Structuré en sept titres, le texte définit un cadre juridique encadrant les droits, avantages et obligations liés à l’après-mandat présidentiel. Selon ses promoteurs, il vise à garantir la dignité de la fonction suprême, à assurer la continuité de l’État et à prévenir d’éventuelles tensions liées à la fin de l’exercice du pouvoir.
Les défenseurs de la réforme estiment que ce dispositif ne constitue pas un privilège, mais s’inscrit dans une logique républicaine reconnue dans plusieurs démocraties.
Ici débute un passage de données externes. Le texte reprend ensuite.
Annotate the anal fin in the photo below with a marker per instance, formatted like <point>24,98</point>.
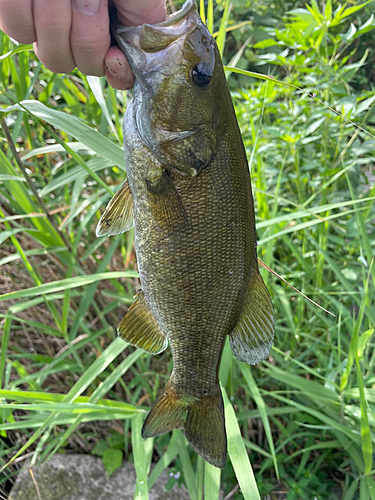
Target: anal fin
<point>118,215</point>
<point>140,328</point>
<point>252,337</point>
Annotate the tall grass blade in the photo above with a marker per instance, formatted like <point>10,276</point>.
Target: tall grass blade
<point>238,455</point>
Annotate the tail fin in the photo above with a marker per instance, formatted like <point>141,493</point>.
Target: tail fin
<point>202,419</point>
<point>205,429</point>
En prévoyant des garanties d’ordre matériel, financier et sécuritaire pour les anciens dirigeants, la loi entend instaurer un climat de confiance favorable à une transmission apaisée du pouvoir et à une gestion sereine de l’alternance démocratique.
Cette initiative est également présentée par ses soutiens comme le reflet de la volonté du Président Mamadi Doumbouya de renforcer les institutions et de moderniser la gouvernance. À travers ce texte, les autorités de la transition affichent leur ambition de consolider l’État de droit, en misant sur la prévisibilité des règles et la primauté des institutions.

Avec l’adoption de cette loi organique, la Guinée entend ainsi franchir un nouveau cap vers la consolidation démocratique, en faisant du statut des anciens chefs d’État un levier de stabilité, de cohésion nationale et de maturité politique.